2 cups grape tomatoes

1 medium cucumber

2 / 3 cup crumbled chevre (see note)

8 cups fresh mixed greens or romaine lettuce leaves torn into bite-size pieces

6 thick slices (7 to 8 ounces) bacon, cut into 1-inch pieces

12 ounces fresh sea scallops, side muscles removed and scallops halved crosswise

Place vinegar, mustard, salt and several grindings of pepper in a small nonreactive bowl and whisk well to combine. Gradually whisk in olive oil. (Dressing can be made 1 day ahead if covered and refrigerated. Whisk well before using.)

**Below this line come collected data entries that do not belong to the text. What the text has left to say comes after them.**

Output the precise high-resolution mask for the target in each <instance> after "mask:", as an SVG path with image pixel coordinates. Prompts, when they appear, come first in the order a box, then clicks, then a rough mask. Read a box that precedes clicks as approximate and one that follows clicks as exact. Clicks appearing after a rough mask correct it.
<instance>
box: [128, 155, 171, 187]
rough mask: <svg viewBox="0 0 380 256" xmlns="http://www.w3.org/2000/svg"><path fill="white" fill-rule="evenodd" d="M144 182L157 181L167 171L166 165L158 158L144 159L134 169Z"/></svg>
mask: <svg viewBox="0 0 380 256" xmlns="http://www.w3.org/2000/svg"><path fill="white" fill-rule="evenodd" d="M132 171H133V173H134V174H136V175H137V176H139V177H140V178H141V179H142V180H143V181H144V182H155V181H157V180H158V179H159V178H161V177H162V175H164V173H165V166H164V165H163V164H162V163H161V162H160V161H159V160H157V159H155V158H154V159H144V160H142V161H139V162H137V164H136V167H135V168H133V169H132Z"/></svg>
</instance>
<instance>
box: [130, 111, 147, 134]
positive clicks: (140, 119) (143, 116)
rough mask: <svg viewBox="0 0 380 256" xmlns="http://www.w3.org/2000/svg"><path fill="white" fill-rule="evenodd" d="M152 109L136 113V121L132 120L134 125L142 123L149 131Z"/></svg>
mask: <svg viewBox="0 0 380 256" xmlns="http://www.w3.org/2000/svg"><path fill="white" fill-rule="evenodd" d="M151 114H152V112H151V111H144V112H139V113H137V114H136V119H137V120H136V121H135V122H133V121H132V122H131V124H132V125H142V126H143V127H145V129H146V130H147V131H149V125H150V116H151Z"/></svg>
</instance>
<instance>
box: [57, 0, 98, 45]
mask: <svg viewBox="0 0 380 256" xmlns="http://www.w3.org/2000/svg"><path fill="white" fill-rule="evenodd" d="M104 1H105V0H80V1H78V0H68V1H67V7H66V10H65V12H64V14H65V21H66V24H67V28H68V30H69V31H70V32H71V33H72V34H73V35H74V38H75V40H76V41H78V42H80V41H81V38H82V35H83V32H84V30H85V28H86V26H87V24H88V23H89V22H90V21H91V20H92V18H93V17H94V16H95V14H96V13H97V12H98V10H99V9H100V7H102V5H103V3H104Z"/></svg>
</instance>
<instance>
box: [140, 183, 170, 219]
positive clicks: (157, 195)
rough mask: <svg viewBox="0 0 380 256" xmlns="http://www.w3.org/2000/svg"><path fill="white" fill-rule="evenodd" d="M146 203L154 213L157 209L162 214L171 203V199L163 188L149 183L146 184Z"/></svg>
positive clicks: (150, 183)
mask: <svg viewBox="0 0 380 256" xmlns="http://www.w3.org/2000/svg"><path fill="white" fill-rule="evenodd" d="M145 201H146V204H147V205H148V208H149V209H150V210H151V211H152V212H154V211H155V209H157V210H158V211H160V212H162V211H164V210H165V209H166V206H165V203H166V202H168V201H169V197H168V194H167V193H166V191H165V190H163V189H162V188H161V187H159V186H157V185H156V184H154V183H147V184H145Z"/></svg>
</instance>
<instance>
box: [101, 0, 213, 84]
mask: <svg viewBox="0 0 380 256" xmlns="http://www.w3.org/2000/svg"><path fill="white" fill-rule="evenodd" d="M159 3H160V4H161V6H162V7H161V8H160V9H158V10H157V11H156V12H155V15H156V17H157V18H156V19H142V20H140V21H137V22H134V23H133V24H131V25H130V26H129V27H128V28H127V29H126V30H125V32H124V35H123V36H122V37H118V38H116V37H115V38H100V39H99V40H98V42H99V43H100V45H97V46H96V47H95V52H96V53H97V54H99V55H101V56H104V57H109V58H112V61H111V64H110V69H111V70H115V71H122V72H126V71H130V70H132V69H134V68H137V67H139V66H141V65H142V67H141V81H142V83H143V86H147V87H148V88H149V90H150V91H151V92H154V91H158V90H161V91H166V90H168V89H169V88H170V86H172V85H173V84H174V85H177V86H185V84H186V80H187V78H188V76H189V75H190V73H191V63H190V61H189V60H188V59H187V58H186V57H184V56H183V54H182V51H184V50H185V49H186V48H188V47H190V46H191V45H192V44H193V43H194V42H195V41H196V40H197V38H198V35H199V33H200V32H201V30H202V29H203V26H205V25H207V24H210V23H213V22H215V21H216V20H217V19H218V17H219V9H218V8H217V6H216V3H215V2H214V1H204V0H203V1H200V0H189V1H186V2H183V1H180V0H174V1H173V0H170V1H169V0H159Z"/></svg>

Peel onion, halve lengthwise, then slice thinly. Place in a large salad bowl. Peel avocados, halve lengthwise, then remove and discard pits. Cut avocado halves into 1-inch dice and add to salad bowl. Halve tomatoes lengthwise and add to bowl. Peel cucumber, halve lengthwise, then slice thinly and add to bowl along with crumbled chevre and lettuce greens.

Toss ingredients with all but 2 tablespoons of the dressing. Taste and season with more salt and pepper, if needed.

Place a large, heavy skillet over medium high heat and when hot, add bacon and fry, turning, until golden and crisp. Drain on paper towels. Pour out and discard all but a thin coating of bacon drippings in the pan. Place over medium high heat and cook scallops, about 1 to 2 minutes per side or until cooked through and opaque. Salt and pepper scallops and remove to drain on paper towels.

Divide salad evenly and mound onto 6 dinner plates. Divide scallops and bacon evenly and sprinkle over salad on each plate. Then drizzle with remaining dressing. Serve immediately.

Note: Crumbled chevre is available already packaged in many supermarkets. If you can't find any buy a plain, slightly firm chevre and crumble it yourself. Crumbled feta can be substituted but it is usually more salty than chevre.